Prevalence of venous thromboembolism in acute exacerbations of chronic obstructive pulmonary disease: an Indian perspective.

Chronic obstructive pulmonary disease (COPD) will be the third leading cause of death by 2020. Recent studies reveal that pulmonary embolism (PE) may be a trigger of acute deterioration in patients with COPD. Patients with COPD have approximately twice the risk of PE than those without COPD.

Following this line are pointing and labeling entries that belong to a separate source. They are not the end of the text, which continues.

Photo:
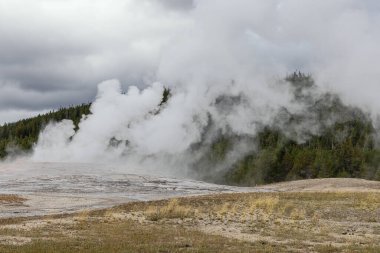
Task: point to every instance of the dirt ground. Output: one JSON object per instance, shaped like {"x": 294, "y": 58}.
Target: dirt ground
{"x": 322, "y": 215}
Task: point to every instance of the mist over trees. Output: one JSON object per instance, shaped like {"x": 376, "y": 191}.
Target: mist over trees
{"x": 323, "y": 138}
{"x": 20, "y": 136}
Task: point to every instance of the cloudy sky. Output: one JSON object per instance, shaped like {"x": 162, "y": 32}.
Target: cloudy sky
{"x": 54, "y": 52}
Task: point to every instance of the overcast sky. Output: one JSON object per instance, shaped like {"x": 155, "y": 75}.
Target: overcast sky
{"x": 54, "y": 52}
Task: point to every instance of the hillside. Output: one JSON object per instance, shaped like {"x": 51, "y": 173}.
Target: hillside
{"x": 324, "y": 138}
{"x": 21, "y": 135}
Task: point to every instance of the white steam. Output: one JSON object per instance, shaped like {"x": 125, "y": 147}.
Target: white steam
{"x": 234, "y": 52}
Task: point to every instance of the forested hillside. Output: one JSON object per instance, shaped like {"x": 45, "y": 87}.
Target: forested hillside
{"x": 325, "y": 138}
{"x": 21, "y": 135}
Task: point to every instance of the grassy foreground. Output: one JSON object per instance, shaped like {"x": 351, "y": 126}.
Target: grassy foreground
{"x": 245, "y": 222}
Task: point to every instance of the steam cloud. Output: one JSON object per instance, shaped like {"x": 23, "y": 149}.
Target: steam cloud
{"x": 226, "y": 65}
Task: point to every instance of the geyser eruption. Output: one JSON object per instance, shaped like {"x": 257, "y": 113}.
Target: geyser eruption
{"x": 225, "y": 71}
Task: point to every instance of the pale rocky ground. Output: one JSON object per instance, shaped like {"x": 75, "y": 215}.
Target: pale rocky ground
{"x": 300, "y": 215}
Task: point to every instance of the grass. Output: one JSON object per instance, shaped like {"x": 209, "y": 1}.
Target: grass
{"x": 245, "y": 222}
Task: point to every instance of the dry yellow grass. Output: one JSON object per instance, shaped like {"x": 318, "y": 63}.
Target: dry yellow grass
{"x": 246, "y": 222}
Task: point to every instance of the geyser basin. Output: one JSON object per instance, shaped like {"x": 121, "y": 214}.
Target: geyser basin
{"x": 67, "y": 187}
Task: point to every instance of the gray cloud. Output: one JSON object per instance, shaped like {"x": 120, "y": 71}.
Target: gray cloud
{"x": 53, "y": 53}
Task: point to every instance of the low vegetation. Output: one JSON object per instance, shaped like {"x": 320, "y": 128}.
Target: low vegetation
{"x": 326, "y": 138}
{"x": 244, "y": 222}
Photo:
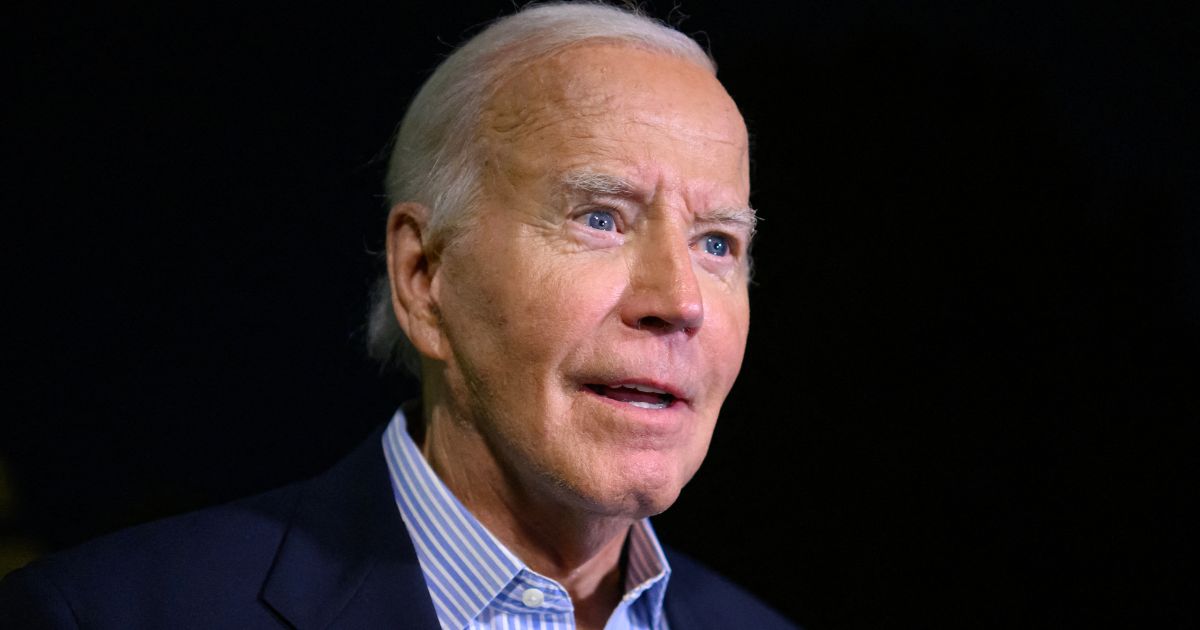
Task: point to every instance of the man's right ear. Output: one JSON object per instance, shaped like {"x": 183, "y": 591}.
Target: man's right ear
{"x": 411, "y": 271}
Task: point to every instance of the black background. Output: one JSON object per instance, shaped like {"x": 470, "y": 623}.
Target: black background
{"x": 966, "y": 400}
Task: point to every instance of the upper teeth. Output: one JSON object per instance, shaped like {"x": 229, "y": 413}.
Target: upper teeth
{"x": 643, "y": 388}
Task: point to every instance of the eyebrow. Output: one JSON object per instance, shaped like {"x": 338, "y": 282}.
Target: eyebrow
{"x": 589, "y": 181}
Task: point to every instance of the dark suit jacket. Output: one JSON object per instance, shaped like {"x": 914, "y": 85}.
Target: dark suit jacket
{"x": 330, "y": 552}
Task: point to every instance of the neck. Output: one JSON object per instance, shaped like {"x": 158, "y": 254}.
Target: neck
{"x": 577, "y": 549}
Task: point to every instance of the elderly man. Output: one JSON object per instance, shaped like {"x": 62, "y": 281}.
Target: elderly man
{"x": 568, "y": 258}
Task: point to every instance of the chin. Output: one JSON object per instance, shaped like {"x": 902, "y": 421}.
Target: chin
{"x": 640, "y": 491}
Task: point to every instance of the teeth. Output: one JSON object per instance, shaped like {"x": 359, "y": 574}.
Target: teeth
{"x": 645, "y": 389}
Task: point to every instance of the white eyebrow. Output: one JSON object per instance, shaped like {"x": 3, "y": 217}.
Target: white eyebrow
{"x": 598, "y": 183}
{"x": 742, "y": 217}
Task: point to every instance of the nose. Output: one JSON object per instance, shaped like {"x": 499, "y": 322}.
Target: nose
{"x": 664, "y": 293}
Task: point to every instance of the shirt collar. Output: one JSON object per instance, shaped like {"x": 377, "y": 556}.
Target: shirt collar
{"x": 468, "y": 570}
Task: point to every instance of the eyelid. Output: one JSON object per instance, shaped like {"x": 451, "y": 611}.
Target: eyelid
{"x": 618, "y": 217}
{"x": 733, "y": 241}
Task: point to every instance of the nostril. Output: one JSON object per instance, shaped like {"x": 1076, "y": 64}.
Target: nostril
{"x": 653, "y": 323}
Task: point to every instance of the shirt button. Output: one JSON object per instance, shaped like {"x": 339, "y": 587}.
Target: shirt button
{"x": 533, "y": 598}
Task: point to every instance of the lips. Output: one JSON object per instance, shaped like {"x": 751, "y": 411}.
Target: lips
{"x": 635, "y": 394}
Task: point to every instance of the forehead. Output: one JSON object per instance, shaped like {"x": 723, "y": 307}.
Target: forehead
{"x": 603, "y": 101}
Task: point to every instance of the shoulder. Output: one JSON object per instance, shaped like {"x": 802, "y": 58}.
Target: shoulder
{"x": 701, "y": 598}
{"x": 184, "y": 568}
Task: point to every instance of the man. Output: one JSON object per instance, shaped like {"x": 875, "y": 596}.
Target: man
{"x": 567, "y": 269}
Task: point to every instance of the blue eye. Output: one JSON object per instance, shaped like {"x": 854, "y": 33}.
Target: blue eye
{"x": 717, "y": 245}
{"x": 601, "y": 220}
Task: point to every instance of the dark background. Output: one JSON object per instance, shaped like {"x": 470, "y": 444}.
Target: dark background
{"x": 967, "y": 399}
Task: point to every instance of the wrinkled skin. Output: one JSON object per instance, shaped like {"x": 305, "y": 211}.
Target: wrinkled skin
{"x": 535, "y": 301}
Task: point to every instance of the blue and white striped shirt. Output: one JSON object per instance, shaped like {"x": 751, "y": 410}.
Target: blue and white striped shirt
{"x": 475, "y": 582}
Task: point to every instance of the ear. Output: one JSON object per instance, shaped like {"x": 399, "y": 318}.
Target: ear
{"x": 411, "y": 274}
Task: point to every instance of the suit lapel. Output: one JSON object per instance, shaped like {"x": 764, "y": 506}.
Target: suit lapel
{"x": 346, "y": 559}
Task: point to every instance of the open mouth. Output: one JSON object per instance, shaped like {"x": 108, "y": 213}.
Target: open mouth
{"x": 640, "y": 396}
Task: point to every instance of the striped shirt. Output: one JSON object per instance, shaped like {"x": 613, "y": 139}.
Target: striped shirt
{"x": 477, "y": 582}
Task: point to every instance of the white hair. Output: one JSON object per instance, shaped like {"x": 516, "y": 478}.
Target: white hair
{"x": 436, "y": 157}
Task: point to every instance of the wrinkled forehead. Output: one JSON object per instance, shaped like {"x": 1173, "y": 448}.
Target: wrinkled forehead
{"x": 616, "y": 84}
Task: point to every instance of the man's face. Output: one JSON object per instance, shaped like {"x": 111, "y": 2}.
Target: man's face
{"x": 609, "y": 256}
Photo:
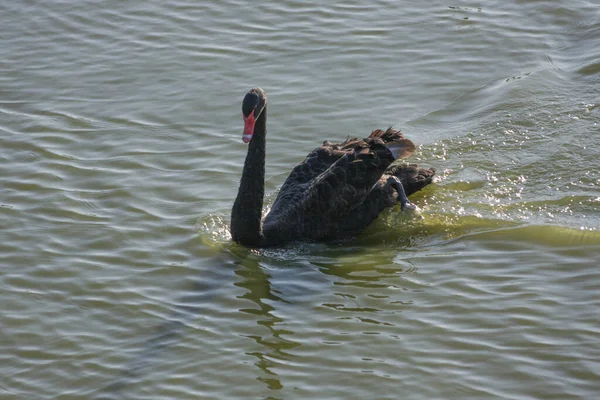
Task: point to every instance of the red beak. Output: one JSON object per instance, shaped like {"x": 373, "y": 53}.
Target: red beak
{"x": 249, "y": 122}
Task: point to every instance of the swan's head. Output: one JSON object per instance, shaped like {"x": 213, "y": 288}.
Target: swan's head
{"x": 252, "y": 107}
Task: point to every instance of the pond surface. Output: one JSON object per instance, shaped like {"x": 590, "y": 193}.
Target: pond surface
{"x": 120, "y": 157}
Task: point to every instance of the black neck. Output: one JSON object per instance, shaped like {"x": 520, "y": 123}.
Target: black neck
{"x": 247, "y": 208}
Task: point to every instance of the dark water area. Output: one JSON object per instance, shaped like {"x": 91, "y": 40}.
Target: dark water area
{"x": 120, "y": 158}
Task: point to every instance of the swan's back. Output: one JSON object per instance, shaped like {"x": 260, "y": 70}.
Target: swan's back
{"x": 329, "y": 184}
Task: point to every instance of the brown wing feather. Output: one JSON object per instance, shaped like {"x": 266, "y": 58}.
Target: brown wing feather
{"x": 332, "y": 181}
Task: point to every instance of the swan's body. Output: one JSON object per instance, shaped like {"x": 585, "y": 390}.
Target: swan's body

The primary objective was to assess the prevalence of venous thromboembolism (VTE) in patients with acute exacerbation of COPD (AE-COPD) in India.

We conducted this prospective study on patients admitted for AE-COPD in a tertiary care hospital in Mumbai, India. We considered the prevalence of deep venous thrombosis (DVT) to reflect the occurrence of VTE. The screening tool used was a colour Doppler of the bilateral lower limbs.

One hundred patients enrolled, were in stage II to stage IV COPD; 9% had DVT. Eight of these nine patients had unilateral DVT. Two patients had developed PE and died.

Our results show a lower prevalence of unsuspected DVT in Indian patients admitted for AE-COPD. Future prospective, randomised studies are needed to confirm the findings of the present study and to determine whether a systematic evaluation for VTE is justified in these patients, and hence, be recommended.